The north aisle features a low timber door in the external wall enclosing heating pipes to a boiler. Of the three pairs of lancet windows, two contain stained glass designed by AL Moore dating from after 1891 and 1893. The eastern window contains plain pale green and blue glass only. The eastern bay of the north aisle is enclosed by oak screens on an ashlar wall to form a vestry with a half-glazed door from the aisle. The aisle ends with the blocked arch—which would have led to the aisle continuing along the north side of the chancel, had it been constructed as intended—through which is a single door to the vestry extension.

The eastern bay of the south aisle contains the organ and is enclosed by similar timber screens to the north. There are four aisle windows, the central two containing stained glass. The eastern one contains images of Simeon and Anna above a mosaic panel dedicating the window, which dates from 1882. The western one is of distinctly different design and is dedicated to Dorothy Evelyn Green and installed after 1886.

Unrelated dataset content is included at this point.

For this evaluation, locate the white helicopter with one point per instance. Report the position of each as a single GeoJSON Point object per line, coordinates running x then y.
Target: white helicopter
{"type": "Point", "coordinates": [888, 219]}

A war memorial on the south aisle wall consists of three panels below a cornice and round-headed pediment. The inscription reads: "IN PROUD AND LOVING MEMORY OF THE MEN FROM THIS PARISH WHO FELL IN THE GREAT WAR 1914-1918" below which are 20 names of the fallen on two panels flanking an image of Saint Michael. Below this is the inscription "GREATER LOVE HATH NO MAN THAN THIS THAT A MAN LAY DOWN HIS LIFE FOR HIS FRIENDS". An additional white marble tablet has been added below containing the names of three fallen of the Second World War. Also in this aisle is a neo-classical style monument to Major Charles Henry Green who was killed in 1917.

The chancel stands in the easternmost bay of the nave with a one-bay sanctuary beyond. There are two steps up to the chancel running between the arcade columns with the pulpit at the north end. This is a square pulpit raised on a plain base in painted stone with relief tracery on the upper part and a projecting book rest with stiff leaf decoration. There is evidence of the low wall on which the vestry and organ loft screens sit having continued to form a previous altar rail on this line. The timber-panelled organ console projects into the nave with a decorative carved canopy at the top which is matched on the rear of the vestry opposite.

The sanctuary is defined by a one-step rise from the chancel under a large arch and a simple 20th-century altar rail. The sanctuary floor is of plain square tiles and the reredos of 1923 is in small-framed oak panelling and painted figures of Christ and Saints Christopher, Alban, Peter and John the Baptist with the shields of the Dioceses of Rochester, St Albans and Chelmsford in carved niches in the centre. The east window of 1921 by WHR Blacking depicts God enthroned flanked by groups of worshippers.

Boundary Walls and Lychgate

The boundary walls to Romford Road are built of coursed limestone rubble with moulded copings and plinths. Each bay is marked by an upright projection or merlon. At the north and south terminations of the wall are stone posts with pyramidal caps. There are two gateways formed by curved rebates in the wall, historically providing for a carriage drive. The southern gateway, which has lost its original gate leaves, has gateposts with large pyramidal caps decorated with additional gothic lucarnes or gablets. The northern gateway, also missing its gate leaves, is the later lychgate, which stands on ashlar limestone gateposts and has a tiled roof with a half-boarded gable and decorated bargeboards.